O PL 2630/2020 também abordará essa relação entre as plataformas e os usuários, de modo a proteger as pessoas de arbitrariedades das empresas. Pessoas que utilizam as redes sociais para divulgar seus negócios (muitas vezes de pequeno porte) e garantir o sustento da família são punidas pelas plataformas sem qualquer motivo aparente; entretanto, em sua defesa, as empresas alegam que alguma de suas normas internas foi descumprida e por serem empresas privadas os usuários ficam com sérias restrições em sua defesa, quase sempre tendo de aceitar a decisão das plataformas.
OS CUIDADOS NA REGULAÇÃO
O colunista é a favor da regulação de alguns serviços das plataformas digitais, mas sem abrir mão de alguns cuidados fundamentais, com destaque para os listados abaixo.
Liberdade de expressão
A liberdade de expressão, sem dúvida, é uma das pautas mais destacadas quando tenta se defender a obstrução do PL 2630/2020. Obviamente, a liberdade de expressão responsável jamais poderá ser tolhida, pois é um direito garantido na Constituição Federal, e uma lei ordinária não poderá retirar esse direito das pessoas.
De toda forma, atenção especial deve ser dada a essa temática, pois as plataformas digitais são instrumentos importantes para garantir a participação social nas tomadas de decisões governamentais e nos diversos debates de interesse da coletividade.
Relação entre as plataformas e os veículos jornalísticos
Outro ponto extremamente importante que se deve ter cuidado é com a possibilidade das plataformas de buscas, por exemplo, deixar de indexar conteúdos jornalísticos caso não cheguem a um acordo com os veículos de imprensa. Essa pauta, aliás, está em destaque em vários países pelo mundo.
A questão aqui é a seguinte: as plataformas informam que 2 bilhões de cliques são gerados todo mês pelo Google para sites jornalísticas do Brasil, potencializando a visitação destes sites. Por outro lado, as empresas de jornalismo informam que as plataformas de buscas se apropriam dos seus conteúdos quando apresentam a manchete, o lead e a imagem de uma matéria na primeira página, fazendo com que as pessoas não acessem os sites originários da notícia e diminuindo a quantidade de visitação e prejudicando na métrica de audiência para venda de anúncios[1].
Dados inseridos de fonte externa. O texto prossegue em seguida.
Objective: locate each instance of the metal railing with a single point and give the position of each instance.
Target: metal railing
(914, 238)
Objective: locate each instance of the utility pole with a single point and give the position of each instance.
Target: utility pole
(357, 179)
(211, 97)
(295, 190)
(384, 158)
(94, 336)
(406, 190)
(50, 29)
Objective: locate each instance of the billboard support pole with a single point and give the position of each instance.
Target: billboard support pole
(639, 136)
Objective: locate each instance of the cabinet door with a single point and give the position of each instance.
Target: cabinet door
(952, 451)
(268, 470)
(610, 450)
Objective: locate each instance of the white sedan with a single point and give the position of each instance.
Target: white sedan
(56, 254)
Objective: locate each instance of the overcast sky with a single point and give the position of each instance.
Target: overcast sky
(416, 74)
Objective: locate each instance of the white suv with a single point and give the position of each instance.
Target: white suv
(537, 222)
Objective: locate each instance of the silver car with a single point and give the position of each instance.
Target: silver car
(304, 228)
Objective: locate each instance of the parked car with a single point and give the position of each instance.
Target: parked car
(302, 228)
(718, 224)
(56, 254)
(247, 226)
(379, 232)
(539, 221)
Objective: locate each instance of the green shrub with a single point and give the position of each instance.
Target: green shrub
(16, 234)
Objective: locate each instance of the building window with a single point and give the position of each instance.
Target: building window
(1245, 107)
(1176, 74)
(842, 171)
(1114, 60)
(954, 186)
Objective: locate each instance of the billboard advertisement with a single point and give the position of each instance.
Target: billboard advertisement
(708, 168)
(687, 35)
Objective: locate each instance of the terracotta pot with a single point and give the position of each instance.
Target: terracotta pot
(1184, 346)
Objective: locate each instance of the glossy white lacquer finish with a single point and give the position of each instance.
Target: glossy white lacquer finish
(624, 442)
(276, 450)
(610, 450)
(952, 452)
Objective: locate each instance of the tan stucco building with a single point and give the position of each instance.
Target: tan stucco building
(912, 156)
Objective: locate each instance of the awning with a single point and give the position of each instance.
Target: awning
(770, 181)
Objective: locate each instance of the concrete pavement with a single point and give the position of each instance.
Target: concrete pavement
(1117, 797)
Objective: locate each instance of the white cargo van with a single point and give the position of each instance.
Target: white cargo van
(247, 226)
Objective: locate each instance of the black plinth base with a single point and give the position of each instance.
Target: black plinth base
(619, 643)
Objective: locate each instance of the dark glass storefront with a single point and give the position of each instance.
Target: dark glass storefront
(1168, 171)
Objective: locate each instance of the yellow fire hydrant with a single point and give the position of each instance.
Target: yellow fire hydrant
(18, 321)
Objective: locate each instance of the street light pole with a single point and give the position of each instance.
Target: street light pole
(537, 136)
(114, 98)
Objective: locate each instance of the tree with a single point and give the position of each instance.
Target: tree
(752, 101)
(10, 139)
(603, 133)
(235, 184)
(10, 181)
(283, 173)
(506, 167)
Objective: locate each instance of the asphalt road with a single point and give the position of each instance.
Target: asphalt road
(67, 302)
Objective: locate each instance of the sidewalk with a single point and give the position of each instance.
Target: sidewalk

Das condições tecnológicas das plataformas
Para que as empresas possam cumprir as regras da regulação sem inviabilizar seus serviços é preciso que tenham condições tecnológicas para promover a readequação das suas plataformas. Melhor seria se as empresas pudessem participar ativamente dos debates, o que está sendo buscado pelo parlamento, ressalta-se.
A título de exemplo, cita-se a situação na qual, de forma coordenada, as plataformas são inundadas por milhares, quiçá milhões de notificações denunciando supostos conteúdos fraudulentos/ilegais, mas, na verdade, representam estratégias de ataques contra opositores políticos, desafetos pessoais, concorrentes comerciais ou mesmo um ataque às próprias plataformas para que estas não consigam cumprir no prazo legal as respostas que devem prestar às autoridades ou aos usuários, por exemplo. Lembrando que as redes sociais possuem mais de 5 bilhões de usuários no mundo.
Conclusão
O PL 2630/2020 não representa nenhum menu de inovação legislativa mirabolante, ao contrário, tenta reunir num único diploma legal, destinado às plataformas, temas muitas vezes já disciplinados em outros diplomas legais e altamente sensíveis a sociedade, mas que merecem atenção especial dessas empresas por conta dos elevados riscos coletivos que a disseminação de certos conteúdos podem gerar, como se deu recentemente no caso do ataque a creche em Blumenau-SC, ou mesmo no caso do atentado do dia 8 de janeiro de 2023, que resultou na invasão da sede dos três poderes numa tentativa fracassa de golpe de estado.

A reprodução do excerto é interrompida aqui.